As a member of the House of Bishops, I want to once more express my own personal sorrow at the way we have failed victims and survivors of abuse, not least Neil Todd whose courage and tenacity enabled Peter Ball’s abuse to be brought into the light. It is a tragedy that Neil Todd is no longer with us today.
This week Gaia comes to the Cathedral and will provide opportunity for us to reflect on what it means for us to be part of God’s creation, inhabiting the earth in ways that give God glory. Yet as the IICSA report starkly reveals, the Kingdom values of justice, mercy and love are not always seen in how we live our relationships with one another and with all of creation. This requires both repentance and lament.
In chapter 8 of his letter to the Romans, the Apostle Paul writes of the ‘groaning’ of all creation ‘longing for that day when creation itself will be set free from its bondage to decay and will obtain the freedom of the glory of the children of God’ (Romans 8:21). One day all will be made new, and here in the present we are called to share the transforming gospel of Jesus Christ offering people life in all its fullness. This is the big picture within which safeguarding is set and this is why the IICSA report is shaming and shocking.
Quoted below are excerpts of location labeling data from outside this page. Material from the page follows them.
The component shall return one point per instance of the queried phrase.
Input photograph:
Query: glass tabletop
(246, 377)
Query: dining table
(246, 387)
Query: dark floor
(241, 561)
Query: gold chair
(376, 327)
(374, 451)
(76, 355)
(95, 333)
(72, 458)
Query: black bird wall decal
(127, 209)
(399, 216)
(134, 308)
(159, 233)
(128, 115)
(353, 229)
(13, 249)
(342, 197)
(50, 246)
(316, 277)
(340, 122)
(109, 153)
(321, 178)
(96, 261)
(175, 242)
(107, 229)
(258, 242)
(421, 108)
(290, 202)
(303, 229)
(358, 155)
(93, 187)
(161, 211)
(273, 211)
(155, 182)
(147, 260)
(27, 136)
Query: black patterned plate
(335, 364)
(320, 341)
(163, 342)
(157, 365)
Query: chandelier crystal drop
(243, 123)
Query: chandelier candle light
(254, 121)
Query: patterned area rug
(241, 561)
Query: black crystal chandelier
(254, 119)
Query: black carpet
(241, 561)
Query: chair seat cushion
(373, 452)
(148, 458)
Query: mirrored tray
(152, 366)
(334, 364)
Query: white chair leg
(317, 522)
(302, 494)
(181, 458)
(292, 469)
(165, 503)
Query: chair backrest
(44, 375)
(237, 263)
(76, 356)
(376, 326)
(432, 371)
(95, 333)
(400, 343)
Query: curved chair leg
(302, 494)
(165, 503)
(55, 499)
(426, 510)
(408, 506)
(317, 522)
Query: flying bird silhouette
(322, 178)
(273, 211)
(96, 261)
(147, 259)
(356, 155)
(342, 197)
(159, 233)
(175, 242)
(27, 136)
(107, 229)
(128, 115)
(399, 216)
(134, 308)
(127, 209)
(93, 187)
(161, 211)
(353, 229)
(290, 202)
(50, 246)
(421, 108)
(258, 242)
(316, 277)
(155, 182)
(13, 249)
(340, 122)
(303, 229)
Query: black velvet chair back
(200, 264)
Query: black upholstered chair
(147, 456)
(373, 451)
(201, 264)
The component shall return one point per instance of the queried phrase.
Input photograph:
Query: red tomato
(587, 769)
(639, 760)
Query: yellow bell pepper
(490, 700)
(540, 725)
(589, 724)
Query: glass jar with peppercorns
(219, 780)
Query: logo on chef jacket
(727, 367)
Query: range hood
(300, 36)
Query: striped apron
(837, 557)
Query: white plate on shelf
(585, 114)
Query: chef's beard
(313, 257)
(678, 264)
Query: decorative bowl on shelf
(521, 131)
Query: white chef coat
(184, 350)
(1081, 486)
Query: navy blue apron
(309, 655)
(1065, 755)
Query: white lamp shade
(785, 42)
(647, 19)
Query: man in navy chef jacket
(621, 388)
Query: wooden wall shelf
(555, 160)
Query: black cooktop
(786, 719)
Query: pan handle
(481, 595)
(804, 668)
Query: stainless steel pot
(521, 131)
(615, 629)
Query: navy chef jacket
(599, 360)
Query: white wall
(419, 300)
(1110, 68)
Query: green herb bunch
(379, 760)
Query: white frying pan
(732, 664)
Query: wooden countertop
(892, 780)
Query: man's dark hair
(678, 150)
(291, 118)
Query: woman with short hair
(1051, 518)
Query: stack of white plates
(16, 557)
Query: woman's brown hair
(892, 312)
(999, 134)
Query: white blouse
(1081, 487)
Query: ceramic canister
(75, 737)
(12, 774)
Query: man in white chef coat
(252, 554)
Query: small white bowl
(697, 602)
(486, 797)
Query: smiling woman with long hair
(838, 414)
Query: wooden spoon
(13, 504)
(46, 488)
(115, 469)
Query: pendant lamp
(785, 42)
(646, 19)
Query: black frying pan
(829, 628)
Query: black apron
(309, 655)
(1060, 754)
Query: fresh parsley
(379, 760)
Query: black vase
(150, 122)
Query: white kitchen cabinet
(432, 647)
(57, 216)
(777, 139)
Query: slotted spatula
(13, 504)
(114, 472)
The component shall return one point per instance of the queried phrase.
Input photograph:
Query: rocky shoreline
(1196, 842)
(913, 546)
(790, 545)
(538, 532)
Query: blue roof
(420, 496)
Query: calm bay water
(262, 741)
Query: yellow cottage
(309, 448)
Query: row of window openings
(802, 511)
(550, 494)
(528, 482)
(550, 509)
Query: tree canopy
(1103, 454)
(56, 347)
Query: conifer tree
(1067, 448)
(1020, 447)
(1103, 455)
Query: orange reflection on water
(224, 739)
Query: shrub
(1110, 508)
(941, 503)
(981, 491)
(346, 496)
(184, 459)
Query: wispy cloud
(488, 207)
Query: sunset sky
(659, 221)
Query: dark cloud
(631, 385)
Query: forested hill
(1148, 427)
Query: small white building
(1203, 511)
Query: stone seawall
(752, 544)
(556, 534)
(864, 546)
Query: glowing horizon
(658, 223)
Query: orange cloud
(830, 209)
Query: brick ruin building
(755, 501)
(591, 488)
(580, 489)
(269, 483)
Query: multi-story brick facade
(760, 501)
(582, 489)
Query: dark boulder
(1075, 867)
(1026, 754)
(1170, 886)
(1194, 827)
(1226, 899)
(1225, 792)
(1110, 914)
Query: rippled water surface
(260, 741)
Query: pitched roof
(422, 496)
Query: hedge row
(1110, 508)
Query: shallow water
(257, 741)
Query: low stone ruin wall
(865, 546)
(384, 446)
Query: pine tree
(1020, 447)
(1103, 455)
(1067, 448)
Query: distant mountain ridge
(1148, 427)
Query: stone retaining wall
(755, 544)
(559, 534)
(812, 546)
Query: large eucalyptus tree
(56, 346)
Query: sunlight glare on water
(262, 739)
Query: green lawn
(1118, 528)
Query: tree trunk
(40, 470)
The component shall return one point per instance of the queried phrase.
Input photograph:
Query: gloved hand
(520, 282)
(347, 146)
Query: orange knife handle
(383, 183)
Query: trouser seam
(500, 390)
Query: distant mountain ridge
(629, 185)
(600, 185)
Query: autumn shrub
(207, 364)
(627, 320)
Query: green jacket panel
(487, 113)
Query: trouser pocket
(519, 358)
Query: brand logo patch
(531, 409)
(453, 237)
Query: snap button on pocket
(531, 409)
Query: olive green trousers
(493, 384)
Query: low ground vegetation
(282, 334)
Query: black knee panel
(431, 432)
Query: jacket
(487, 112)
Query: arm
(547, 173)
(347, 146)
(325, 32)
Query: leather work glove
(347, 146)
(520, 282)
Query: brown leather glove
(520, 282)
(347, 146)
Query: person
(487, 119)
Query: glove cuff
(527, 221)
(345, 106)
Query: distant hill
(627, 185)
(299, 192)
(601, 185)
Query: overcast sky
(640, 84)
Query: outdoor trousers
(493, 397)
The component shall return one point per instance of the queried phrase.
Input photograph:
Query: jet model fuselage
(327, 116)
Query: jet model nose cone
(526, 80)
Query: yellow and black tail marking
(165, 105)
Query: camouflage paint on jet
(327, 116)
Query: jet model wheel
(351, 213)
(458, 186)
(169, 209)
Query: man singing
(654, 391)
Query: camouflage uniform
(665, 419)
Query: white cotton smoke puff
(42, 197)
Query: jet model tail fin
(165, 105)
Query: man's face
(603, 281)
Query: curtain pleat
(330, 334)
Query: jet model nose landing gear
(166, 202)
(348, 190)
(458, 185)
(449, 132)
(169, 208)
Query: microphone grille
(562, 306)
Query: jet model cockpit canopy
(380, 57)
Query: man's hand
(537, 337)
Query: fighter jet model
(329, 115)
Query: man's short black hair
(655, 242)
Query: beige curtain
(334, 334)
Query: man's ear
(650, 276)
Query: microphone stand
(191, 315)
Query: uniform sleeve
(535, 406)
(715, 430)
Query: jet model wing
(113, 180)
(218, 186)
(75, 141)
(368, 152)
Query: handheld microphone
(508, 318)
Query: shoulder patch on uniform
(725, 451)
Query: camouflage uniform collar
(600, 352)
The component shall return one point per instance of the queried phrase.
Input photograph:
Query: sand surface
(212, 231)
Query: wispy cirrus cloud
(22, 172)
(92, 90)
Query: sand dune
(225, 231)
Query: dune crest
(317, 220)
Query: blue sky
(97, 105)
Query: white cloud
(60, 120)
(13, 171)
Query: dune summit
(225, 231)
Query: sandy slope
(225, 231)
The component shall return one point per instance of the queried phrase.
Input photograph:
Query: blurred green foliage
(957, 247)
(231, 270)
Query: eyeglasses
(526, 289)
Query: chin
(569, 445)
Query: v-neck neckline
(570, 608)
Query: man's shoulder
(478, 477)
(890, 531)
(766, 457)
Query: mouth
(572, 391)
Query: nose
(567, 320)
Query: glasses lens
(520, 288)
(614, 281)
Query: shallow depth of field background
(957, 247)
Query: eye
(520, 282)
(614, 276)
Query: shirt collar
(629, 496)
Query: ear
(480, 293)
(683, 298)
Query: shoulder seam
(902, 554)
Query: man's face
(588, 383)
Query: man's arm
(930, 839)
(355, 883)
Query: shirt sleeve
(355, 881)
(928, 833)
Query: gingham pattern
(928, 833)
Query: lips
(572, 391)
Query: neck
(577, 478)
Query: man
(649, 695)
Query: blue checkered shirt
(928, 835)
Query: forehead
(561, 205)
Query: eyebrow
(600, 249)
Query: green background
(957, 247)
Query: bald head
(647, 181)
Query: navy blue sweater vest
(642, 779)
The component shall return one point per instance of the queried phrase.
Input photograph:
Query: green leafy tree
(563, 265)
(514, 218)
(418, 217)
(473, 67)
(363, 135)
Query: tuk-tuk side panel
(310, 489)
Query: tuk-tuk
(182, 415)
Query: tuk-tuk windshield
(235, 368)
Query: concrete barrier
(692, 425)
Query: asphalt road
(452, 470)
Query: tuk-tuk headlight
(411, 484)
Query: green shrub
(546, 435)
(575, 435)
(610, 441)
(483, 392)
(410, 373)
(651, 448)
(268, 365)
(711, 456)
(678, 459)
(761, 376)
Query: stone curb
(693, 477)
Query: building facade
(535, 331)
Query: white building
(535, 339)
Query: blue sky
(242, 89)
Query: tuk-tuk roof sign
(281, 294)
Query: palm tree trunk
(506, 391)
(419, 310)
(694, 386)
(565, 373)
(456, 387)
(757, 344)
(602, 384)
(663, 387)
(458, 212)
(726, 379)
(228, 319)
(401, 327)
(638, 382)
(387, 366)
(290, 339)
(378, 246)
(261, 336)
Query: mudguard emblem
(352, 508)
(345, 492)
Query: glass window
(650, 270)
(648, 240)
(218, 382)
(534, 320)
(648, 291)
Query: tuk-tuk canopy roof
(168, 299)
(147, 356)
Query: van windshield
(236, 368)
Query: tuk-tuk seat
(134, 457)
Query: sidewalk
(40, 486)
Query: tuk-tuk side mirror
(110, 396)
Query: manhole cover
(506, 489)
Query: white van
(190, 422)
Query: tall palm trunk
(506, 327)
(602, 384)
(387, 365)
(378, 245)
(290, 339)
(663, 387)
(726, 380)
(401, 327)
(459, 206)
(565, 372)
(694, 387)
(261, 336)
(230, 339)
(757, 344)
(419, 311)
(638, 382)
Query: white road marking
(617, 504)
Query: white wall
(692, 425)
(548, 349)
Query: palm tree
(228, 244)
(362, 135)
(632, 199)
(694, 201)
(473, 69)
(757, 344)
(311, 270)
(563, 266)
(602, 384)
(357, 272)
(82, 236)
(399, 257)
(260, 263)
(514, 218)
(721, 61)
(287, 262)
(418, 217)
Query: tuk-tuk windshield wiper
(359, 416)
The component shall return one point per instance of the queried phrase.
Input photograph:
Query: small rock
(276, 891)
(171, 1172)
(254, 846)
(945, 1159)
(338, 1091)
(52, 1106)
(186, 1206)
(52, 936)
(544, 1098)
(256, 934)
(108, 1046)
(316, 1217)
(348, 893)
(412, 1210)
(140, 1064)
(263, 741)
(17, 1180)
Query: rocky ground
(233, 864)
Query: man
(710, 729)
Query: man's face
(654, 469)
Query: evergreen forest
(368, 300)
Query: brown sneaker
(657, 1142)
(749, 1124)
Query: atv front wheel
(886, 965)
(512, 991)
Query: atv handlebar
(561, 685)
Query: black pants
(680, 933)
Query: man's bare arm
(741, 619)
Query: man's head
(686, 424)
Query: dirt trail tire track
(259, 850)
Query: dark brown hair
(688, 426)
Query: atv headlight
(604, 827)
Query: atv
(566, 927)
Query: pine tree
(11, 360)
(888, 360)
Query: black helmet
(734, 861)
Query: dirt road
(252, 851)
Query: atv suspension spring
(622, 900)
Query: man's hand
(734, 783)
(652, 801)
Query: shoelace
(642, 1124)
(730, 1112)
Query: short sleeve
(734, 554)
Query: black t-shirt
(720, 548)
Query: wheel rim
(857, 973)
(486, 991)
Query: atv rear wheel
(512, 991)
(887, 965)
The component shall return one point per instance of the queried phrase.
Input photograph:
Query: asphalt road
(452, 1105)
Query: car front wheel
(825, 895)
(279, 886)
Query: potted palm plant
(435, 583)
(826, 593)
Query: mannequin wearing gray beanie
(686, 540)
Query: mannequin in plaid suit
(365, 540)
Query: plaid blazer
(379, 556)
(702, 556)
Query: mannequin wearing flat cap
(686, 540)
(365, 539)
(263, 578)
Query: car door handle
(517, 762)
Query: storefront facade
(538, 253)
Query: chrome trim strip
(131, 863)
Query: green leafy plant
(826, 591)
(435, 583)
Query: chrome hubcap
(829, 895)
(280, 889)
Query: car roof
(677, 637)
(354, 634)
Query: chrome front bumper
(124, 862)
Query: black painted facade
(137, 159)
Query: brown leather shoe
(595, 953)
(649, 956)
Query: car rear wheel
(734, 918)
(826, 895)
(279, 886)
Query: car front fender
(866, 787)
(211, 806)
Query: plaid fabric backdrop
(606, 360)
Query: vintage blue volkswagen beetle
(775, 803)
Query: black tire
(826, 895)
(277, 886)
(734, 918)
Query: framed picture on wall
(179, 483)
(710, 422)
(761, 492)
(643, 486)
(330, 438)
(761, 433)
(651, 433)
In this diocese I am proud of our Safeguarding Team and I am grateful to them and our independently-chaired Safeguarding Board. I am grateful too for the work of our parish safeguarding volunteers, yet it is the responsibility of all of us in every worshipping community across the diocese to go on learning, listening and caring, not only to protect our children and all who are vulnerable but also to care compassionately for all whose lives have been devastated by abuse.
As I once again speak my heartfelt apology, I also want to underline my commitment to playing my part in ensuring the recommendations of the report are executed.
If you have a safeguarding concern regarding the past or the present, or would like to find out more about our safeguarding support and resources please visit our website.
This comes with my thanks and prayers as always.